Last week I made 1 prototype, but I suggested that things might pick up this week. As it happens, they did; this week was 5 prototypes, and what's more they were were all pretty small and prototypey. I feel fairly vindicated in my plan to avoid using prototypes for non-prototype work, but I'll wait a couple of weeks before getting too exuberant.

Monday

I wanted to try making something like the next action idea I described a while ago. Something where I can put in a simple list of tasks and just see the next one. I used Elm again, which mostly worked okay, but I didn't quite get to the point of figuring out how to persist anything. It's hard to tell how much is me not being familiar with the platform and how much is the platform being underdeveloped.

Tuesday

I thought it'd be kind of fun to make a hosts file mangler to disable Reddit. I was thinking about making a big physical "distractions/no distractions" switch, which I might still do, but I figured I'd start small with just a command-line tool. It worked great, and actually I got to use someone else's atomic file writing implementation, so hopefully it won't even corrupt the hosts file.

Wednesday

Following on from the distraction switch, I started on a web-based version. I ended up down a giant rabbit hole with routing and mounting and whatnot in Rust's Iron framework, and it took a surprising amount of effort to get that all to work the way I expected. I definitely get the feeling that, at least at the moment, the web isn't Rust's strong suit.

Friday

This was the start of an attempt to work around a limitation of CouchDB that makes it difficult to post things in advance. CouchDB is deterministic, which means it doesn't know how to update views based on the current date.

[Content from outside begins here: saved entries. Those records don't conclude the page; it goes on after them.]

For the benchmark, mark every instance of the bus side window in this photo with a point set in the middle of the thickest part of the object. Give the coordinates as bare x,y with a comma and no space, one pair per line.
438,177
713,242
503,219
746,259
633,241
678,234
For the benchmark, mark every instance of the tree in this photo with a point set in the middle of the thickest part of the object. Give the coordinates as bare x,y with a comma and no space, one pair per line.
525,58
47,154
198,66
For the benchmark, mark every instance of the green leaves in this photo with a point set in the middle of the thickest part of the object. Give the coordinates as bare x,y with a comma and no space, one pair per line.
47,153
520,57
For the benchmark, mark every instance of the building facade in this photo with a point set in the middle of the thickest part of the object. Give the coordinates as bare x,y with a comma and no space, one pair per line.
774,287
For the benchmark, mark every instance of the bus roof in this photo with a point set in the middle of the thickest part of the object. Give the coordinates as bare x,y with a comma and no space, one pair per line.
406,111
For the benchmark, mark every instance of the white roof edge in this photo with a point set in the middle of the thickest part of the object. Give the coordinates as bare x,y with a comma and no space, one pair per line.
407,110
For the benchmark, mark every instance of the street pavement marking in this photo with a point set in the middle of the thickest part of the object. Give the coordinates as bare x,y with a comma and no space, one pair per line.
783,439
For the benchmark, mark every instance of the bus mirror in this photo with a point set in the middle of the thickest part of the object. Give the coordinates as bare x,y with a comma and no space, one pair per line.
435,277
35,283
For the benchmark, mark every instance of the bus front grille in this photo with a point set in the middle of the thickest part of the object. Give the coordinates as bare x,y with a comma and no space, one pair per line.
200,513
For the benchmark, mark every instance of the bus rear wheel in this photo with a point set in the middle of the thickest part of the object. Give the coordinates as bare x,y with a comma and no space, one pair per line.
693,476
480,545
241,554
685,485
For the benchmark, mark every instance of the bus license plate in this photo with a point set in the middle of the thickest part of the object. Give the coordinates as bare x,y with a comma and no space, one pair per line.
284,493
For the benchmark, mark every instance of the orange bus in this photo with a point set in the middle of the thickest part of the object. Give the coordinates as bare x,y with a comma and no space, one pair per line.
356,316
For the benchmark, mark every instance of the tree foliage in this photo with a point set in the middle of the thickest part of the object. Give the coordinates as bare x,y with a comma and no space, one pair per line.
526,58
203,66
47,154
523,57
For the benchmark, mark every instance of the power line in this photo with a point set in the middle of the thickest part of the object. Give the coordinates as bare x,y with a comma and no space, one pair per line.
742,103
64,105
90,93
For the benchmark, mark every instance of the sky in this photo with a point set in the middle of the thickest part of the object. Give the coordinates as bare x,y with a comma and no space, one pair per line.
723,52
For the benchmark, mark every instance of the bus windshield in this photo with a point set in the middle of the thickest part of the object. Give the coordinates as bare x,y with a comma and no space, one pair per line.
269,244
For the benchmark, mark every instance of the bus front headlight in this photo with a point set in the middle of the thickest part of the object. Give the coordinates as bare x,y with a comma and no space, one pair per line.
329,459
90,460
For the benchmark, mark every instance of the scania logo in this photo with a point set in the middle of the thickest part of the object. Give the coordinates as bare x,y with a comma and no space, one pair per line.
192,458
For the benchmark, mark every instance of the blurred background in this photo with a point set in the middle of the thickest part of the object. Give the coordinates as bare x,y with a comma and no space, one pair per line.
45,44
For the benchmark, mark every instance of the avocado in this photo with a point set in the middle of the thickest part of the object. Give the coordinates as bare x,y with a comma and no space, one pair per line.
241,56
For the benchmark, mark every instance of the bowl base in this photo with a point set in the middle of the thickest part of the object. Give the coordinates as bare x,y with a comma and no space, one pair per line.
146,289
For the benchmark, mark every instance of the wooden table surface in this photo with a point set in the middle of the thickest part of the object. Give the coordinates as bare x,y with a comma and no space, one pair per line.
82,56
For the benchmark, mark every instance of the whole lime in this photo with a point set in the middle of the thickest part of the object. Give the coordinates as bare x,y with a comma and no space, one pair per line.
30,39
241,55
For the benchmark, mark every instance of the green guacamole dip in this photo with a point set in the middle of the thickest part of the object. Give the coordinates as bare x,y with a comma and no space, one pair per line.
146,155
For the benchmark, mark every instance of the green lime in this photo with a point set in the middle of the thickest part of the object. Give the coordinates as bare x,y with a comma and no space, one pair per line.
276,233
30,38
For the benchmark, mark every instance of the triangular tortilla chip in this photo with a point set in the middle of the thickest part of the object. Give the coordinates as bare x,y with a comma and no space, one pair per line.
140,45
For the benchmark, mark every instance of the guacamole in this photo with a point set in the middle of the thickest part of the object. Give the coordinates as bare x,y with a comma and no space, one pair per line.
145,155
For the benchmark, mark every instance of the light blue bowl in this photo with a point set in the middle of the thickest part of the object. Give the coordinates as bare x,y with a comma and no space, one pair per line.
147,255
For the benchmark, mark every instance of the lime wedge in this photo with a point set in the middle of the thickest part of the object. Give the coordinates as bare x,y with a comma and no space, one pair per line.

So I wanted to make something that could run in a cron job and update future posts for me. I thought I'd do this one in Rust too, just to get an idea of whether it's good for the kind of standard web api plumbing code I've done a lot of in Coffeescript and Javascript. The answer is no, or at least not yet. Dealing with JSON is really awkward, though I hear there's a new JSON library coming that might be easier.

Saturday

Part 2 of the CouchDB updating was to make it put an update to bump the scheduled document. This turned out to be tricky too (see above about Rust not really being great at web stuff), especially because I ended up fighting with the percent_encoding function for ages before giving up. Still, I got it to the point where it can query and update, though it doesn't yet have the right logic to figure out whether it should update.